New York Federal Criminal Practice Blog
June 13, 2008

Second Circuit Holds that Sentences Without Presentence Allocution Must Be Vacated

All defense lawyers have experienced a client wresting victory from the jaws of defeat with their heartfelt words at sentencing (and vice versa).  Now, in United States v. Gonzalez, 07-4824-cr, 2008 WL 2357234 (2d Cir. June 11, 2008), the Second Circuit has held, overruling prior precedent, that the defendant's right under Rule 32 to address the sentencing court and save his butt or shoot himself in the foot prior to the imposition of sentence is absolute, and cannot be given effect after the sentence has been imposed.

As Judge Newman, writing for the Court, sensibly points out:  "Whatever the value of sentencing allocution, neither a defendant nor observers in the courtroom are likely to believe that an opportunity to try to talk a judge out of a sentence already imposed is as effective as an opportunity to speak before a sentence has been imposed."

Thus, the sentence of Gonzalez - and any defendant going forward who is similarly denied an opportunity at presentence allocution - is vacated and a new sentencing proceeding must be held in accordance with Rule 32. 
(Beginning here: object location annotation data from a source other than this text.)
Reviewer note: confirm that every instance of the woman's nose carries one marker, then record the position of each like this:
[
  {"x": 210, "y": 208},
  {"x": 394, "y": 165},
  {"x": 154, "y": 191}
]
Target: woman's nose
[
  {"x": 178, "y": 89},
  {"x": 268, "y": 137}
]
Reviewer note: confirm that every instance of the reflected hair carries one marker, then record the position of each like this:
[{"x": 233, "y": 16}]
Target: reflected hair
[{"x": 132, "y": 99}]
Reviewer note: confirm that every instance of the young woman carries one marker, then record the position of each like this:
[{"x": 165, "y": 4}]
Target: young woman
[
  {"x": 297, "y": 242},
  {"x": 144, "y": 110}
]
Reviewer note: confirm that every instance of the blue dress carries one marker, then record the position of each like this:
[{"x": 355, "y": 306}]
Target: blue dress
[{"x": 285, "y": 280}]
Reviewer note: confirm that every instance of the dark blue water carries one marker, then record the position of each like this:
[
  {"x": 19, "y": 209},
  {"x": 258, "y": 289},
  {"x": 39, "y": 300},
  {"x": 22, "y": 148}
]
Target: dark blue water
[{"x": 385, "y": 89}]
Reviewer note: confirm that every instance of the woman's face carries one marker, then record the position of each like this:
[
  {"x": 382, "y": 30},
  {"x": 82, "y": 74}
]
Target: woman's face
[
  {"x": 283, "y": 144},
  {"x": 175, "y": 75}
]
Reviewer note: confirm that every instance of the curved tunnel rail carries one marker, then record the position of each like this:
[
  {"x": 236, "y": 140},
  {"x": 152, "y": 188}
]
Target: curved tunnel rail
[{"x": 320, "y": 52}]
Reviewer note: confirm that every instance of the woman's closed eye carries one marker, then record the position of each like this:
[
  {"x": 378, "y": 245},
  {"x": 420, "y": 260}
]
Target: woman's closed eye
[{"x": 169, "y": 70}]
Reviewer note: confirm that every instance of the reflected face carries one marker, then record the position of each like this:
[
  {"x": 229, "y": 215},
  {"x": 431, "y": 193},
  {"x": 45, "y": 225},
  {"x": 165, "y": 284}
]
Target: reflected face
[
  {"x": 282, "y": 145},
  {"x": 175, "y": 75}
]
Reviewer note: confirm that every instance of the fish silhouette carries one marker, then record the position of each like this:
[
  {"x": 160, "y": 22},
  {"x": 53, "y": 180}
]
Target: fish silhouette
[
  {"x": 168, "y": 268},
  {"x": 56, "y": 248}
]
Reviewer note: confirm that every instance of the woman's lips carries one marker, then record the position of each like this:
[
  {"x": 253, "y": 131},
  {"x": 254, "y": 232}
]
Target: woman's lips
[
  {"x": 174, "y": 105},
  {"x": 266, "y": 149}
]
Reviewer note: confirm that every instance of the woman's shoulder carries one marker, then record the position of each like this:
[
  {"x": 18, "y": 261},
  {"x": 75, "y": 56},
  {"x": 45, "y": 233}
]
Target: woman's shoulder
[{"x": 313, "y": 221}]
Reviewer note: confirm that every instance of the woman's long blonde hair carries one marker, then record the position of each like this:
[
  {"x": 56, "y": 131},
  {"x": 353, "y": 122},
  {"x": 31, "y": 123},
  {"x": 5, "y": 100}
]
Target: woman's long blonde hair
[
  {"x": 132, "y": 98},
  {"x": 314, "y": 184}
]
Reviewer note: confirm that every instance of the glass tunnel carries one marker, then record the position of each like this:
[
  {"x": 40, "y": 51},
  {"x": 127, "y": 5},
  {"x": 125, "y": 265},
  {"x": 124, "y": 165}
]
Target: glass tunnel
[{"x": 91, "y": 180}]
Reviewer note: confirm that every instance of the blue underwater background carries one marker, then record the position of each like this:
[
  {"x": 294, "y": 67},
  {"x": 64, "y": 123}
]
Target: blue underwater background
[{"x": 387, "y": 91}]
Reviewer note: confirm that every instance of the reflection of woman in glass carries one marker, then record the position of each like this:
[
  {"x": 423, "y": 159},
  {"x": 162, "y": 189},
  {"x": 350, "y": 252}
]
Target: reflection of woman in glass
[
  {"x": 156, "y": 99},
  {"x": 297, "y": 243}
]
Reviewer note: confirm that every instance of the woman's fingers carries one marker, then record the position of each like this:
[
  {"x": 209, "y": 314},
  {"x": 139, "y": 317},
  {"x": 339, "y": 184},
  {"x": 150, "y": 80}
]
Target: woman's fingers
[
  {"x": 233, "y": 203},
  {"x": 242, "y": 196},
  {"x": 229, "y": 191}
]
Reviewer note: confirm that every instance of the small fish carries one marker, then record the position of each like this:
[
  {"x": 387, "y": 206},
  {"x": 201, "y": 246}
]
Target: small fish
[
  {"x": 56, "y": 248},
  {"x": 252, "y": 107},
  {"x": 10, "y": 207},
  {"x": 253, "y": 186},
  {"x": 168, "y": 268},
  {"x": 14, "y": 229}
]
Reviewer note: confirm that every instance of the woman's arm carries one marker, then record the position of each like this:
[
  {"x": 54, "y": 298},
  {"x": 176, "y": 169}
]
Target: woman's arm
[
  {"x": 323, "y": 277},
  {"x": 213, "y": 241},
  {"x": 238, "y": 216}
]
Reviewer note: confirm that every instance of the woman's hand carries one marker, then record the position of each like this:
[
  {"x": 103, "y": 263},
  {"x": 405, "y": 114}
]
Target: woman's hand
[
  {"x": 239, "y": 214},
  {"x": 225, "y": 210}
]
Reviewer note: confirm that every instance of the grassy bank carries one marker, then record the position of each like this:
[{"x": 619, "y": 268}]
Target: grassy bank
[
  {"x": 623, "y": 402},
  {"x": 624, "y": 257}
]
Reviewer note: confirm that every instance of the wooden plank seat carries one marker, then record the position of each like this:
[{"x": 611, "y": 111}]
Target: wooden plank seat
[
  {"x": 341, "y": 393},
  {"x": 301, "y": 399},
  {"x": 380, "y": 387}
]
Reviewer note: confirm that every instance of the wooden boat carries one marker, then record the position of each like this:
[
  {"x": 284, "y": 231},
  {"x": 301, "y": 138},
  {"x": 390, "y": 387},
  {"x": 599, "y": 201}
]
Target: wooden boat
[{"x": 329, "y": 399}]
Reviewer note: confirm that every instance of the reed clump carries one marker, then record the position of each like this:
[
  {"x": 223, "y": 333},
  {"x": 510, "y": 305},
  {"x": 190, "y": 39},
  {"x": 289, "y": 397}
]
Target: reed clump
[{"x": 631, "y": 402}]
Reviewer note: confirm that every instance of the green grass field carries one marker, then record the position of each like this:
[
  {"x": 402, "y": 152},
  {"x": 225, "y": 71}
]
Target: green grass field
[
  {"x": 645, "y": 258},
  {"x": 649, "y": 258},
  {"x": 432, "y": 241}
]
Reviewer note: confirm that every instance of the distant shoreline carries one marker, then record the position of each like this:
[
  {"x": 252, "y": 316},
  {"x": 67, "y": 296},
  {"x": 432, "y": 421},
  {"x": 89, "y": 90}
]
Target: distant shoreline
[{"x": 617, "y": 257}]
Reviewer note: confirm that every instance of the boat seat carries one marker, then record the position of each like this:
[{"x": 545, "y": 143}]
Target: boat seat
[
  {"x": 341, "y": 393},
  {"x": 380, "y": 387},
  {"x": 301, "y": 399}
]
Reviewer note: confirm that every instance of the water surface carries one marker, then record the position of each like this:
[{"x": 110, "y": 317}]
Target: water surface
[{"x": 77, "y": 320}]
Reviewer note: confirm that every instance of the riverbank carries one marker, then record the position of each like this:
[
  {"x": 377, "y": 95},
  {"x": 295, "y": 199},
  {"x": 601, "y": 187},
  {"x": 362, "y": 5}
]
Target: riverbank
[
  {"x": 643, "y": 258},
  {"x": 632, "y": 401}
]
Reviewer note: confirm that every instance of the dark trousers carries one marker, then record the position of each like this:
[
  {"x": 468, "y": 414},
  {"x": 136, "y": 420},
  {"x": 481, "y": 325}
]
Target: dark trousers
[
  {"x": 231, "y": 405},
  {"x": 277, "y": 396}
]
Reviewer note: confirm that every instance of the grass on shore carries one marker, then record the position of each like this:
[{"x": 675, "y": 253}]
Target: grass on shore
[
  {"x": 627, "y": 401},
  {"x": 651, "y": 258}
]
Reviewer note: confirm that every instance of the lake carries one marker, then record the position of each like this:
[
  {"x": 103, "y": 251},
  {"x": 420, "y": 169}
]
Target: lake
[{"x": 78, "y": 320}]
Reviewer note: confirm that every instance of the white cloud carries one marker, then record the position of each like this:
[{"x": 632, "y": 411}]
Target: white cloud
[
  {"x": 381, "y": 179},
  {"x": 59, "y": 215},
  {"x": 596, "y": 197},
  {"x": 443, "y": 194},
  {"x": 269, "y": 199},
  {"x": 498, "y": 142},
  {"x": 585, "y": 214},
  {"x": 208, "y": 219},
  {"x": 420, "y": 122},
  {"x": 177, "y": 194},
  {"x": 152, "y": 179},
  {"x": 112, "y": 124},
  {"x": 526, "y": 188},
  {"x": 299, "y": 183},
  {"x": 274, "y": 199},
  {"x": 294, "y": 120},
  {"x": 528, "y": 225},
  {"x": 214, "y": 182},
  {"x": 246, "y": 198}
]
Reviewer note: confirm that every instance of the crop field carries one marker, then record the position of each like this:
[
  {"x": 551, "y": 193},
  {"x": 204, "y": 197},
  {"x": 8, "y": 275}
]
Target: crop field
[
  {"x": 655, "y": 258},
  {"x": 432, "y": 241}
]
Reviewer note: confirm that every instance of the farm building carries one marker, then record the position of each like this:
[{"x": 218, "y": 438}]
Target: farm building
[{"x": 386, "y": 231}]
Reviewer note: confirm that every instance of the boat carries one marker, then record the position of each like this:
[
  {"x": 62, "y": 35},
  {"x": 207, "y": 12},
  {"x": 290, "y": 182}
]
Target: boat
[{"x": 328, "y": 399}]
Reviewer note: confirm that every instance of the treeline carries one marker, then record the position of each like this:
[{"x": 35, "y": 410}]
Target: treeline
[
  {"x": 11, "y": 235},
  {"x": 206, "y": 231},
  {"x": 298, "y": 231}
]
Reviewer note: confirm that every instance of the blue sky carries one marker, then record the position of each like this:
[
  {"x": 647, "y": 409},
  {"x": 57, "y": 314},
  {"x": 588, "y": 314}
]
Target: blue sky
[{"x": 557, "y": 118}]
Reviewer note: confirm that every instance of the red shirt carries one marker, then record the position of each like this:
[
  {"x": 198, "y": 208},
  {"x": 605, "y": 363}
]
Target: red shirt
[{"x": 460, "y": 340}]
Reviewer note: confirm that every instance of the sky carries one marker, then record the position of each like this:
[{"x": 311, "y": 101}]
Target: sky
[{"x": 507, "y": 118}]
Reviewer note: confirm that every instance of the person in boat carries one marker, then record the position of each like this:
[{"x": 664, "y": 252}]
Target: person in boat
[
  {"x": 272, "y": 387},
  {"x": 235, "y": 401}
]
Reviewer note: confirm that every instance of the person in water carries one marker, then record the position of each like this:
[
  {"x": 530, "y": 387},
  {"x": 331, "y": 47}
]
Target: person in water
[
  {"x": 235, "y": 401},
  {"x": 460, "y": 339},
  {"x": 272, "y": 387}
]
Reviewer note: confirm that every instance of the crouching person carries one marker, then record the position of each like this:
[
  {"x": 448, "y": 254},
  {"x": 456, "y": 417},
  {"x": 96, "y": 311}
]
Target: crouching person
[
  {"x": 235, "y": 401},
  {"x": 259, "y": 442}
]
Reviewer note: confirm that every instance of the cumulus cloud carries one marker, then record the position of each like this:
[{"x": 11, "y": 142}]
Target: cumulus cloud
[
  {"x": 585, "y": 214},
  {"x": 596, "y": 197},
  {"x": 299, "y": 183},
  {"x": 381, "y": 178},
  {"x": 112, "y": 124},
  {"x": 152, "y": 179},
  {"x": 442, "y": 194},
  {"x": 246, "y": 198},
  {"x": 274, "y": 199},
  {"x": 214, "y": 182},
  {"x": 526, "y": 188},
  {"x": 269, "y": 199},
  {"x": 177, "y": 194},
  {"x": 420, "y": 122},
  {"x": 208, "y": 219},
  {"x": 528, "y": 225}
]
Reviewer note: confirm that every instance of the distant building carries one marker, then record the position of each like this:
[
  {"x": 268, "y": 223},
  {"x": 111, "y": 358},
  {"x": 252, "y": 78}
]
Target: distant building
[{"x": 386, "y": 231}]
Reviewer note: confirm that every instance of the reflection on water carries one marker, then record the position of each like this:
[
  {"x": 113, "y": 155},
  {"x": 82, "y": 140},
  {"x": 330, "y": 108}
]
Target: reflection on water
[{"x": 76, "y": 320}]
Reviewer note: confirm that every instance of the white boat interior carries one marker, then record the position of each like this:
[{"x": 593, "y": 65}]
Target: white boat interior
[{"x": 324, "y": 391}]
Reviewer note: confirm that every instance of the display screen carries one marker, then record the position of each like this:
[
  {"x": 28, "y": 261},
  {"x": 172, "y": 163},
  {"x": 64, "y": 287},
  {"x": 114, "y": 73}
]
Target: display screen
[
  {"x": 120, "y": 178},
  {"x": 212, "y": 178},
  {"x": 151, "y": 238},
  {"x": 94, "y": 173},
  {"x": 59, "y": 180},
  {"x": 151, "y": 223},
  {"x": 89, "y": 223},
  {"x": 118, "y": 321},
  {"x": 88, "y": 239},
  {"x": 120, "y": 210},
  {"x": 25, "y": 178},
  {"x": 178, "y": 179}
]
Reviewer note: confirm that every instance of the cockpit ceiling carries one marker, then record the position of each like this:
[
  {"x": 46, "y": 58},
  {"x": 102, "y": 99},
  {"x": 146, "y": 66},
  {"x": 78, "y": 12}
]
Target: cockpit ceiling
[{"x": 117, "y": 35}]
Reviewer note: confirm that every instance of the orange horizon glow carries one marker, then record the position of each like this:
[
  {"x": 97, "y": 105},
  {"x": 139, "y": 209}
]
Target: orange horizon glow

The Court also vacated the sentence for the judge's failure to explain his reasons for departing above the applicable guideline range.  Here, the district court had sentenced a defendant on supervised release to two years, more than double the ten-month high end of the applicable range for the supervised release violation.  The Court criticized the brevity of the reasons given for the departure, noting that it was unclear if the sentencing court considered the  Sentencing Commission's policy statement concerning violation of supervised release that "the court should sanction primarily the defendant's breach of trust, while taking into account, to a limited degree, the seriousness of the underlying violation and the criminal history of the violator.”